What a genetic algorithm is
The genetic algorithm (GA) should, in a way, represent the nature and the evolution. You start with a population (first generation) and then calculate the “fitness” (score mentioned above) of every individual in it. This fitness is used to determine which individuals get selected for the next population (second generation). In order to mix these up and also get some new candidates/individuals, you modify (mutate) and “crossover” them. In the end, the better individuals win and get better and better until you find a very good solution to your problem. The cool thing about it is that you could use the genetic algorithm for pretty much any problem, as long as you can get the fitness function right. However, you can specialize your GA to get better results, which is also what we did.
What we did
In order to represent the conformation (protein folding), we could use a simple 2D array and just create elements in it. However, since the genetic algorithm randomly mutates them, this wouldn’t be a very good solution. We can minimize the possible search space with another encoding. We basically have a list of elements which have directions. These are relative directions to their current position. There are 3 possible directions: Left, Straight, Right. By modifiying them it is super easy for the GA to create new conformations. Another really important aspect of a GA is the selection strategy that decides which individuals get to the next generation. In our project we’ve implemented 4 different strategies. To mention the most important ones: We have a simple roulette wheel selection and also a tournament selection.
Testing the genetic algorithm
To test how good your GA is and how it compares to others, there are certain benchmark sequences. These have, for example, 20, 50 or 100 elements and they also measured the maximum energy of each. So you can easily add one of these sequences to your GA and see what an energy value you can get out of them. Below is a sample sequence. 1 means black (hydrophobe) protein, 0 white (hydropolar) protein.
SEQ20 = "10100110100101100101";
In order to visualize what happens during the algorithm you can create a fitness graph showing the average and/or maximum fitness of the generations. Below is a sample graph that shows the benchmark sequence SEQ50, running through 500 generations. You can see the other values in the image. You can also see that there’s not much going on after ~200 generations anymore.

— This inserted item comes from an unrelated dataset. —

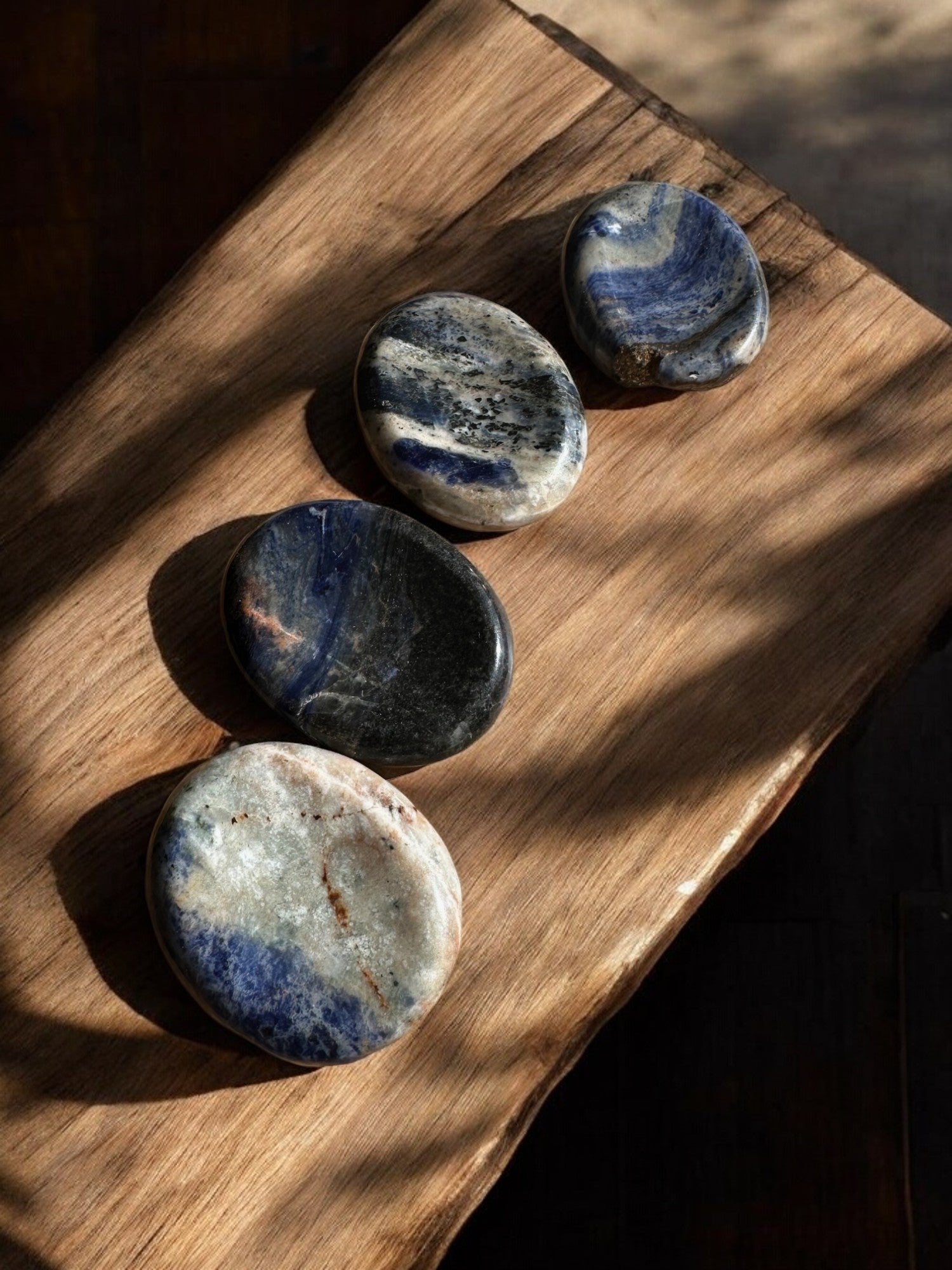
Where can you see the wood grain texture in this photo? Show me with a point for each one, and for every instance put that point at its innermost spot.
(733, 573)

You can go to the GitHub repository to see the full thing. You can also download an executable of the project. The Visual Studio 2012 solution is also included so you should be able to compile it and try it out very fast. It was developed using C++ and SFML. You can also customize the algorithm by changing some of the parameters:
setUp(int maxGeneration, int populationSize, std::string &chain, float mutationRate, float crossoverRate, Selection *selection, std::string& file = (std::string)"average.txt");
- maxGeneration: How many generations to iterate through
- populationSize: How many individuals a generation has
- chain: What benchmark sequence to use (SEQ20, SEQ36…)
- mutationRate: How many individuals are being mutated every generation (in %)
- crossoverRate: How many individuals are being crossovered every generation (in %)
- selection: What selection method to use
- file: Logfile for saving the values of each generation
Below is a good sample for getting good results with the benchmark sequence SEQ50, but they can vary a lot.
setUp(250, 5000, SEQ20, 0.08, 0.30f, new TournamentSelection(2.0, 80.0f));
In order to test those parameters, we’ve also created a color matrix by incrementing them and let the algorithm run for some time – but for now, this should be enough. I hope you can see how interesting this topic is and how much fun it can be to try out different values and strategies.